A Novel Algorithm for Periodic Conformal Flattening of Genus-one and Multiply Connected Genus-zero Surfaces
Zhong-Heng Tan, Tiexiang Li, Wen-Wei Lin, Shing-Tung Yau
TL;DR
The paper introduces periodic conformal flattening to map genus-one and multiply connected genus-zero surfaces onto fundamental periodic domains by minimizing a discrete conformal energy, producing a sparse quadratic problem. It yields two algorithms: DPCF for genus-one and SPCF for multiply connected surfaces, both solving via small linear systems and independent of cut-path choices. The authors prove cut-path independence and bijectivity under intrinsic Delaunay conditions, with an IDT preprocessing strategy to guarantee bijectivity when needed. Numerical experiments show 4–5× efficiency gains over prior methods and robust texture-mapping results, illustrating practical impact in mesh processing and graphics.

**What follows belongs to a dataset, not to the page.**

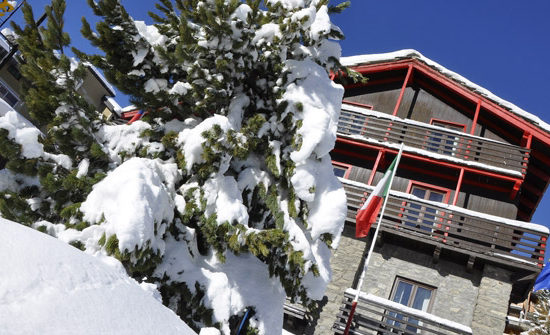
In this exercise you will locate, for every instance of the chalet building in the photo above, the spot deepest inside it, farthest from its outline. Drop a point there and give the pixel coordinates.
(94, 88)
(456, 253)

The work highlights limitations to higher-genus generalization and points to ongoing extension toward broader applicability.
Abstract
In this paper, we propose a novel parameterization method for genus-one and multiply connected genus-zero surfaces, called periodic conformal flattening. The conformal energy minimization technique is utilized to compute the desired conformal map, which is characterised as an easily solvable quadratic functional minimization problem, yielding a sparse linear system. The advantages of the proposed algorithms DPCF and SPCF are a) independence from the cut path selection, which introduces no additional conformal distortion near the cut seams; b) bijectivity guaranteeing for intrinsic Delaunay triangulations. The numerical experiments illustrate that DPCF and SPCF express high accuracy and a 4-5 times improvement in terms of efficiency compared with state-of-the-art algorithms.Based on the theoretical proof of the bijectivity guaranteeing, a simple strategy is applied for to guarantee the bijectivity of the resulting maps for non-Delaunay triangulations. The application on texture mapping illustrates the practicality of our developed algorithms.